Hundreds of public officers yet to declare assets to Integrity Commission
By Isanella Patoir
Hundreds of public officers are yet to file a declaration of their assets with the Integrity Commission and if they fail to do so within two months legal action could be taken against them.
The defaulters include Members of Parliament.
As Prime Minister Moses Nagamootoo toured the offices of the Integrity Commission Wednesday, it was revealed that less than half of those who should declare their assets have done so.
According to the law, they are required to file the declarations of their assets with the Commission by June 30.
“If they don’t comply with within the next two months we will have to take steps to prosecute them, they must comply with the law,” said Kumar Doraisami, Chairman of Integrity Commission.

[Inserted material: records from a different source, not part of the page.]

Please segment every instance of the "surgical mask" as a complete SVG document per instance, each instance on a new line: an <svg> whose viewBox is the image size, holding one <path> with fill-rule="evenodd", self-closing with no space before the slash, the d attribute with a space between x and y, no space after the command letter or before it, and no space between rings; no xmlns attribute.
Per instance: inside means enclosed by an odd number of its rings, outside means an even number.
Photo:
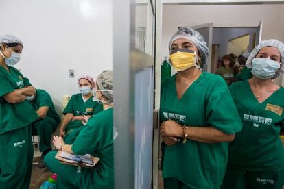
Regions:
<svg viewBox="0 0 284 189"><path fill-rule="evenodd" d="M14 66L16 63L18 63L19 61L20 61L21 54L14 52L12 50L12 49L10 48L10 47L9 47L9 49L11 50L11 56L10 57L9 57L9 58L5 57L1 51L0 51L0 54L5 58L5 62L6 62L7 66Z"/></svg>
<svg viewBox="0 0 284 189"><path fill-rule="evenodd" d="M252 59L252 73L257 78L267 79L275 75L280 68L280 63L269 58L255 58Z"/></svg>
<svg viewBox="0 0 284 189"><path fill-rule="evenodd" d="M100 100L100 99L99 99L97 97L97 96L96 96L96 94L95 94L95 92L96 91L106 91L106 92L113 92L113 90L107 90L107 89L102 89L102 90L99 90L99 89L94 89L94 90L93 90L93 101L97 101L99 103L100 103L100 104L102 104L102 103L108 103L108 101L102 101L102 100Z"/></svg>
<svg viewBox="0 0 284 189"><path fill-rule="evenodd" d="M174 69L176 71L190 68L198 62L196 52L185 49L177 49L171 51L169 59Z"/></svg>
<svg viewBox="0 0 284 189"><path fill-rule="evenodd" d="M34 99L34 95L27 96L25 99L28 100L29 101L31 101Z"/></svg>
<svg viewBox="0 0 284 189"><path fill-rule="evenodd" d="M79 90L82 92L82 94L85 95L89 94L91 91L90 86L80 87Z"/></svg>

He was speaking to reporters following a visit to the offices of the Commission by the Prime Minister. It was reported that about 430 persons have submitted their forms.

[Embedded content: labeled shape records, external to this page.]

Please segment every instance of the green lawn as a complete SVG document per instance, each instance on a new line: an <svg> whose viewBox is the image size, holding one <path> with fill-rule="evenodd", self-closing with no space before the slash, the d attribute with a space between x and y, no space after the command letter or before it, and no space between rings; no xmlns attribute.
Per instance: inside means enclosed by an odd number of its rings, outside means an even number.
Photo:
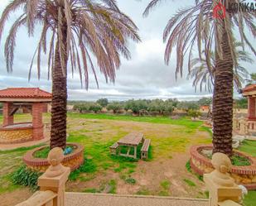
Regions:
<svg viewBox="0 0 256 206"><path fill-rule="evenodd" d="M128 115L113 115L113 114L94 114L94 113L69 113L69 117L71 118L87 118L87 119L109 119L121 121L134 121L144 122L157 124L172 124L186 126L191 129L196 129L201 126L202 122L192 122L187 117L181 117L180 119L171 119L169 117L133 117Z"/></svg>
<svg viewBox="0 0 256 206"><path fill-rule="evenodd" d="M30 119L29 115L18 114L15 117L17 122ZM0 116L0 121L2 120L2 117ZM44 115L44 122L50 122L49 114ZM151 139L149 160L138 161L110 155L109 147L133 131L141 132L146 138ZM167 172L164 170L168 166L166 164L169 164L167 162L176 154L188 153L191 145L211 142L211 132L202 126L202 122L193 122L186 117L176 120L168 117L69 113L67 132L68 142L79 142L85 148L85 162L80 170L71 173L66 187L68 191L76 192L114 194L118 193L120 187L134 187L134 191L132 189L125 193L171 196L174 184L171 178L167 180L163 175ZM246 141L241 146L241 151L256 156L254 146L255 142ZM11 174L22 165L22 156L31 148L33 147L0 151L0 194L22 188L11 182ZM138 151L139 157L139 148ZM42 153L40 155L46 156L45 151ZM187 156L189 158L189 155ZM151 168L152 164L157 164L159 170L154 171L154 168ZM171 166L174 173L177 174L179 170L183 169L186 170L185 165L180 167L177 165ZM161 178L151 177L151 174ZM149 184L141 186L138 176L145 176L145 180L149 181ZM191 198L205 198L202 189L203 183L191 176L191 173L181 175L175 180L182 184L186 195L189 194ZM135 189L138 186L139 189ZM245 199L246 206L254 205L254 195L255 192L249 192ZM182 194L179 196L182 196Z"/></svg>
<svg viewBox="0 0 256 206"><path fill-rule="evenodd" d="M256 141L244 141L242 146L239 146L239 151L256 157Z"/></svg>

“We had sent out about 1400 forms,” said Doraisami.
“We have about 47 parliamentarians who have submitted; we still have quite a few more to submit.

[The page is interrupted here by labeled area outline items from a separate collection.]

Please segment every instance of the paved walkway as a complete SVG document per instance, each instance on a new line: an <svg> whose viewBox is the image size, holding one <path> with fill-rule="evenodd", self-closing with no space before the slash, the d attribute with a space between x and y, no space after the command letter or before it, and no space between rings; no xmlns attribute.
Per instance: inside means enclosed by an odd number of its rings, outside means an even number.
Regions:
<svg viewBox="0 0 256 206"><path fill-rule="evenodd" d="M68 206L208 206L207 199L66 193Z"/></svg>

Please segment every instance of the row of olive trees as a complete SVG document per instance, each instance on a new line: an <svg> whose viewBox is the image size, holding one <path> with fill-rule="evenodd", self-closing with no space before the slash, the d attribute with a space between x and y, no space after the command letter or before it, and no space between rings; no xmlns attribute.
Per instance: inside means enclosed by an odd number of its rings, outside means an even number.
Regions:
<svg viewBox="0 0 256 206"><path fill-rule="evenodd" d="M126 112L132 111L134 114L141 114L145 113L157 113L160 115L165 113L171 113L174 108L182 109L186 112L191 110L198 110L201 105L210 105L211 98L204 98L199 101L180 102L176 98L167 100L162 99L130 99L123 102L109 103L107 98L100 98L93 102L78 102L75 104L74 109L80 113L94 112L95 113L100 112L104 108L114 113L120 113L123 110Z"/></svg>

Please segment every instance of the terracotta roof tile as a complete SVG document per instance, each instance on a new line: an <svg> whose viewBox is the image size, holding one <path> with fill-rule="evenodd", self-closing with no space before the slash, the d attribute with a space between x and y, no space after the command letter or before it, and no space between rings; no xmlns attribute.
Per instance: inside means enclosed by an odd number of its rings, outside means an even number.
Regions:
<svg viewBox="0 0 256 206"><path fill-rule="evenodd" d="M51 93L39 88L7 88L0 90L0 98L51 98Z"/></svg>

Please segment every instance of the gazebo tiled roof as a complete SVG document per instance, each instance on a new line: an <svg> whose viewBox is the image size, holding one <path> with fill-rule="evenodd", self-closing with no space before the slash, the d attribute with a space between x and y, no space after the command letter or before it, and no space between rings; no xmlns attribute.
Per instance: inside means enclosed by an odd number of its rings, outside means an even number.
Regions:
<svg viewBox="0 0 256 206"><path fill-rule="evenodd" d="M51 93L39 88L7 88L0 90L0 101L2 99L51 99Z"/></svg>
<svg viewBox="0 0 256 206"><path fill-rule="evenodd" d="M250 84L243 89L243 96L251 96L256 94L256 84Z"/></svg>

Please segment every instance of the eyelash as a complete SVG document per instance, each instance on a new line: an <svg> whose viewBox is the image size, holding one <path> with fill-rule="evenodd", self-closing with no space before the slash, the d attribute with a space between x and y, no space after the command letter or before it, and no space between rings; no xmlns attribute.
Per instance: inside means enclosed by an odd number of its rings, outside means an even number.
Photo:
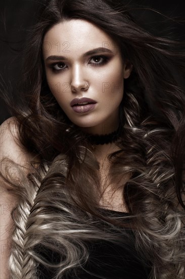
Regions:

“This is not something that people (should) take easily; a law was established and we must follow the law,” he stated.
As the Commission seeks to get tough with defaulters, it also has to get the full complement of staff to do so. The Chairman said the Commission is not quite fully staffed because of “budgetary restraint.”
But he was clear that the Commission will get down to its mandate.
“If public officers want the Commission to secure their integrity they must file their declaration,” he stated.
The Integrity Commission Act was assented to on the 24th September, 1997.
The Act provides for the establishment of the Integrity Commission, which is not subject to the direction or control of any other person or authority.